建新之死,我不知道老沈庄有多少人为之哭泣,但我就是忍不住那不争气的眼泪。那天我一个人拿着弹弓,坐在河边,一个劲儿地往河水里射,一边射,一边流着泪,但没有哭声,就是觉得心里满委屈的,止不住的泪流。衣兜里的弹丸射完了,泪水还没止住。我没有叫上狗蛋的原因,就是不想让他看到我难过的样子,更不想让他看见我流泪。其实,送殡的那天,我都没有流泪,。队伍浩大,很热闹,也很壮观。有公社里的人,甚至更上一级的人,以及他们送来的花圈,挽联,一路浩浩荡荡走向墓地。入葬前,还举行了一个隆重的追悼会。

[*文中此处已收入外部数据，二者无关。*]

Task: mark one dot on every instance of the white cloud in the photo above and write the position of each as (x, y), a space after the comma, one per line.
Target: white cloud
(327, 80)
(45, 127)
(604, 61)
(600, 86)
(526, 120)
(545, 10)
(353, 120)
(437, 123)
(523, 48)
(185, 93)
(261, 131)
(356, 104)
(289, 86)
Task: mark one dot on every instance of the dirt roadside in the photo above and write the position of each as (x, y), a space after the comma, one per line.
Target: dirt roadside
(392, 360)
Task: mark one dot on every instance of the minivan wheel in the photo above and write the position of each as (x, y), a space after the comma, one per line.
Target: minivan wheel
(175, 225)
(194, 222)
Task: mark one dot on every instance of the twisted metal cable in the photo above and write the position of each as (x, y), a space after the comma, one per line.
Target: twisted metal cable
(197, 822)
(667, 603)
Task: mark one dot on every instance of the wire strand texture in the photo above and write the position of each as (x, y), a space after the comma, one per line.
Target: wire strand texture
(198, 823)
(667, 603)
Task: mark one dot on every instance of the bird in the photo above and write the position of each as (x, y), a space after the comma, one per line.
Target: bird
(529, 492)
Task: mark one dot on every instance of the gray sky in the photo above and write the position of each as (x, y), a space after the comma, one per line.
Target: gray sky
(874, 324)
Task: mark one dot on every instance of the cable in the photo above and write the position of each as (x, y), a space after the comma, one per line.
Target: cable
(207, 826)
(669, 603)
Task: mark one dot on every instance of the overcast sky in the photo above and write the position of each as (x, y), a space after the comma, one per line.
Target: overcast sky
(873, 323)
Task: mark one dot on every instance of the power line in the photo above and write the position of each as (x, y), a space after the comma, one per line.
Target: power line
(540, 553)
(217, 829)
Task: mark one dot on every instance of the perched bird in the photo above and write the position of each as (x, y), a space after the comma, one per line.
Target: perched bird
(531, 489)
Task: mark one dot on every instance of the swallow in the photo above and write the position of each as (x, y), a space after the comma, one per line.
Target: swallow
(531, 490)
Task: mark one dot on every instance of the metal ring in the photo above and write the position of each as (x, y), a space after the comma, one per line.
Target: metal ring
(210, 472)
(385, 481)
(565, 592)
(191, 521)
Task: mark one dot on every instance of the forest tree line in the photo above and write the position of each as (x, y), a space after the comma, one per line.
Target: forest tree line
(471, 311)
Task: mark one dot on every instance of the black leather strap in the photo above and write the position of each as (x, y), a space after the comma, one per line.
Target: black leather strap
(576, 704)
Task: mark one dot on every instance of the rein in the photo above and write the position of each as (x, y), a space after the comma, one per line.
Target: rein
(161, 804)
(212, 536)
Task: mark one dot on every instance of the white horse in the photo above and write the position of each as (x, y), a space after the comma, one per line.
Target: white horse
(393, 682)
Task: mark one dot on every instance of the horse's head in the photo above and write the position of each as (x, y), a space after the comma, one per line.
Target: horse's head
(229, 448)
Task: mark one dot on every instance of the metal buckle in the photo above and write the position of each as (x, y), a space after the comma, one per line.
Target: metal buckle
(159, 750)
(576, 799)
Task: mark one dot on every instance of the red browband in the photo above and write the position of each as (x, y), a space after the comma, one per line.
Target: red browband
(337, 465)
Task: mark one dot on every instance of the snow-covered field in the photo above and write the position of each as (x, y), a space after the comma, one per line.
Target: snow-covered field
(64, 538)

我觉得建新的死,是一种荣耀,我甚至想,在将来的某一天,我也想像建新一样,荣耀地死一回,轰轰烈烈,惊天动地。让我记忆最深的,是两个女人关于建新的哭泣,一个是阿珍,只默默流泪,如在河边的我。另一个,是建新他娘,一个整天梦想着娶儿媳抱孙子的老女人,她只是声音干干地哭,或者叫做干嚎,却一滴眼泪没有,那声音里的颤抖和阵痛,让我的每一根头发竖立,只觉得浑身的冷。
此后的很长一段时间,整个老沈庄再也没有笑声,像被罩在一个乌黑的倒扣的锅里,没有日出和日落,也没有了斗转星移,甚至,连一个笑话,也懒得有人讲了。曾经的妇女队长三大娘,接任了建新的队长职务,只是吹上工哨子,没建新吹得那么急促有力。秋天,那些被夏季的洪水浸泡过的土地,照样能长出庄稼来,收获了满满的绿豆,芝麻,红小豆。阿珍的惨白的脸,也恢复了红润,红小豆收下来的时候,她还用自己在生产队里挣的工分,兑换了三十斤红小豆,对了,她管这种豆子叫做小赤豆,寄往上海。她说,她爸爱用小赤豆煮粥吃。再一个,丫丫在收割秋天第一棵芝麻的时候出嫁了。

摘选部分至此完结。